Example Implementation

from collections import defaultdict

def solve(nums):
    freq = defaultdict(int)
    total = 0
    
    # Calculate total sum and frequency of each element
    for i in range(len(nums)):
        freq[nums[i]] += 1
        total += nums[i]
    
    # Check if total is even and half exists in array
    if total % 2 == 0:
        if freq[total // 2]:
            return True
    
    return False

# Test the function
nums = [3, 2, 10, 4, 1]
result = solve(nums)
print(f"Array: {nums}")
print(f"Has element equal to sum of others: {result}")

Array: [3, 2, 10, 4, 1]
Has element equal to sum of others: True

How It Works

Let's trace through the example [3, 2, 10, 4, 1] ?

def solve_with_trace(nums):
    freq = defaultdict(int)
    total = 0
    
    print(f"Processing array: {nums}")
    
    for num in nums:
        freq[num] += 1
        total += num
    
    print(f"Total sum: {total}")
    print(f"Frequency map: {dict(freq)}")
    
    if total % 2 == 0:
        target = total // 2
        print(f"Target value (total/2): {target}")
        
        if freq[target]:
            print(f"Element {target} found in array!")
            return True
        else:
            print(f"Element {target} not found in array")
    else:
        print("Total sum is odd, no solution possible")
    
    return False

# Test with example
nums = [3, 2, 10, 4, 1]
result = solve_with_trace(nums)

Processing array: [3, 2, 10, 4, 1]
Total sum: 20
Frequency map: {3: 1, 2: 1, 10: 1, 4: 1, 1: 1}
Target value (total/2): 10
Element 10 found in array!

Additional Test Cases

# Test multiple cases
test_cases = [
    [3, 2, 10, 4, 1],  # True: 10 = 3+2+4+1
    [1, 2, 3, 6],      # True: 6 = 1+2+3  
    [1, 2, 3, 4],      # False: no element equals sum of others
    [5, 5],            # True: 5 = 5
    [1, 1, 1, 3]       # True: 3 = 1+1+1
]

for i, nums in enumerate(test_cases, 1):
    result = solve(nums)
    print(f"Test {i}: {nums} ? {result}")

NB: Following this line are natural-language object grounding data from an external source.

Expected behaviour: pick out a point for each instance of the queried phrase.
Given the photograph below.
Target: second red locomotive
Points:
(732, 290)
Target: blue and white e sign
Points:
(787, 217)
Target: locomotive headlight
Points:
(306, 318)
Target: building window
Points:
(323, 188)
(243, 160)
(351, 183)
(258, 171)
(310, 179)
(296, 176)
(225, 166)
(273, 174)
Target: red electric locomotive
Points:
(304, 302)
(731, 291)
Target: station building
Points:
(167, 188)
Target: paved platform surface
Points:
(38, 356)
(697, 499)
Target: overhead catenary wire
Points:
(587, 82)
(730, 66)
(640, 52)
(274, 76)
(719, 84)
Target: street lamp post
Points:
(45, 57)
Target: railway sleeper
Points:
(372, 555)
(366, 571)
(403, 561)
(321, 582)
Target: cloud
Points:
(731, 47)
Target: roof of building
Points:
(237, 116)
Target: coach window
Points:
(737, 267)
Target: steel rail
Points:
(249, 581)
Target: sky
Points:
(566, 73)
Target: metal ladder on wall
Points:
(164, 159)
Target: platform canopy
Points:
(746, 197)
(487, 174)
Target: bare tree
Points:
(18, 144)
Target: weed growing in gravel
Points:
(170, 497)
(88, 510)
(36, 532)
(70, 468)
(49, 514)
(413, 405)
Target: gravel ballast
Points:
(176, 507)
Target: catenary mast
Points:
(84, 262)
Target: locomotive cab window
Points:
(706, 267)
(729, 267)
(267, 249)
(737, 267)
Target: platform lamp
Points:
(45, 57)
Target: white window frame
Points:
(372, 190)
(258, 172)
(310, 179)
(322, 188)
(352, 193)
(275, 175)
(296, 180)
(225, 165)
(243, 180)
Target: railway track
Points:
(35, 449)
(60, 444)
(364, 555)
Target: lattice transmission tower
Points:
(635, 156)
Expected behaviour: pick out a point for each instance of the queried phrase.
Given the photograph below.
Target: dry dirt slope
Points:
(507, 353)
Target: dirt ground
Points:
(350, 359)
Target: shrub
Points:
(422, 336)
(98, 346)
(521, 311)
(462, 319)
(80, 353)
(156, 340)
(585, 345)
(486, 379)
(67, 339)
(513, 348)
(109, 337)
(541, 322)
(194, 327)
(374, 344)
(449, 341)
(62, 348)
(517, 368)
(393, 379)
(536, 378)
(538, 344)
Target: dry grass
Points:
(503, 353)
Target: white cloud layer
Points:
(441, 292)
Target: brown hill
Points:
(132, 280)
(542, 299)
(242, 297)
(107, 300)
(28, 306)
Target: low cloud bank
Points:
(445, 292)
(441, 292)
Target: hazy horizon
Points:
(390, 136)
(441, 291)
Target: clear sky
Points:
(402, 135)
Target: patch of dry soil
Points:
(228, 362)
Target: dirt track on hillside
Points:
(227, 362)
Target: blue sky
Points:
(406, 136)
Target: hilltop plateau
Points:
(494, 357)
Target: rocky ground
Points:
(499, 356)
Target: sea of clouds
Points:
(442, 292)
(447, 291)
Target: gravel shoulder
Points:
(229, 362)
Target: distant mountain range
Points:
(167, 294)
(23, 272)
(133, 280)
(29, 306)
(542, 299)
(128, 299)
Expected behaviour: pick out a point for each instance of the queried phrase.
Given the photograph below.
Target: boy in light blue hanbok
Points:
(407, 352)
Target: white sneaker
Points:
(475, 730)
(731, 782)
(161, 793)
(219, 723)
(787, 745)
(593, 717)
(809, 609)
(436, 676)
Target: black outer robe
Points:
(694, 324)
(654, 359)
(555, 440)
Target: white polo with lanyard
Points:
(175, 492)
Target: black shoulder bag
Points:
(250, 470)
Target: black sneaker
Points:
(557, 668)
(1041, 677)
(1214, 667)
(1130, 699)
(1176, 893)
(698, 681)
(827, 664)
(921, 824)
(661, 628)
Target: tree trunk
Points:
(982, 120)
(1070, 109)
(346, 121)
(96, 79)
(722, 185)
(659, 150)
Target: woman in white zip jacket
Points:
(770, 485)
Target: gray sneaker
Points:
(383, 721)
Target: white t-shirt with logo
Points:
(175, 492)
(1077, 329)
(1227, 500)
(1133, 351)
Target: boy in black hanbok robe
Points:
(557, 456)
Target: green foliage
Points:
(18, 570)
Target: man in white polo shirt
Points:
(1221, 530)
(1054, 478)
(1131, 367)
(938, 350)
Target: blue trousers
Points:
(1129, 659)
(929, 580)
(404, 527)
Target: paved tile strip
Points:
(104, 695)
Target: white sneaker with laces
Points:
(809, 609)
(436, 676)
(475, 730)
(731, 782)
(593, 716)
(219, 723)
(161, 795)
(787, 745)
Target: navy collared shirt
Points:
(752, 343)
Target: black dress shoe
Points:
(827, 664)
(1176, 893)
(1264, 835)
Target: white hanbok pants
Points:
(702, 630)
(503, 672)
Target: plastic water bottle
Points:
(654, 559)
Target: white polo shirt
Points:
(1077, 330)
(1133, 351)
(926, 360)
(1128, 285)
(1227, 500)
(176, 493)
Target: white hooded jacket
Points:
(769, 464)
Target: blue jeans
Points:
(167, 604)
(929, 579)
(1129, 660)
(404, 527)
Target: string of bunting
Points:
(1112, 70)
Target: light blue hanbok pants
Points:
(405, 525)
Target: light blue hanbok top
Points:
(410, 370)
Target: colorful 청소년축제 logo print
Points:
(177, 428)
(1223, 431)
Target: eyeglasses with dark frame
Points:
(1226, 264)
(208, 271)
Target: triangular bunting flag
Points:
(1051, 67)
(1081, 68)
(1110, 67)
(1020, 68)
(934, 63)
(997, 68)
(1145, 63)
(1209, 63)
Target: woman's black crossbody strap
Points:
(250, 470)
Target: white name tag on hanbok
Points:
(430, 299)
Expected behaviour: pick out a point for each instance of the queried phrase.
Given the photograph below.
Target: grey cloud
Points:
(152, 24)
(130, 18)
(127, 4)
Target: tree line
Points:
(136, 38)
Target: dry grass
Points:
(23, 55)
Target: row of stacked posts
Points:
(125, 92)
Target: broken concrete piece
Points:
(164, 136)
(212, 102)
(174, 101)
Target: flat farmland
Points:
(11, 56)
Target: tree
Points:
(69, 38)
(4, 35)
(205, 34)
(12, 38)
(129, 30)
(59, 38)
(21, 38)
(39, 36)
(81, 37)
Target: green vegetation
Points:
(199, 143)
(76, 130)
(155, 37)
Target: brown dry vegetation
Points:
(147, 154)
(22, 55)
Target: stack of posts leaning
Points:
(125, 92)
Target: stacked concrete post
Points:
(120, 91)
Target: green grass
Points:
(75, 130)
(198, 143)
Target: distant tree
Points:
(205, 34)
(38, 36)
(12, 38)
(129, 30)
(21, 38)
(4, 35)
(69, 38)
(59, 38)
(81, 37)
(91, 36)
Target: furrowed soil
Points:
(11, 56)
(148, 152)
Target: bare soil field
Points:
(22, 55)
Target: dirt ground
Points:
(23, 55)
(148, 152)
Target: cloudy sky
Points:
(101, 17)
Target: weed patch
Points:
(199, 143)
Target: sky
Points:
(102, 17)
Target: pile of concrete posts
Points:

Test 1: [3, 2, 10, 4, 1] ? True
Test 2: [1, 2, 3, 6] ? True
Test 3: [1, 2, 3, 4] ? False
Test 4: [5, 5] ? True
Test 5: [1, 1, 1, 3] ? True

Time and Space Complexity

Time Complexity: O(n) where n is the length of the array. We iterate through the array once.

Space Complexity: O(n) for storing the frequency map in the worst case when all elements are unique.

Conclusion

This approach efficiently solves the problem by recognizing that the target element must be exactly half of the total sum. Using a frequency map allows us to check existence in constant time.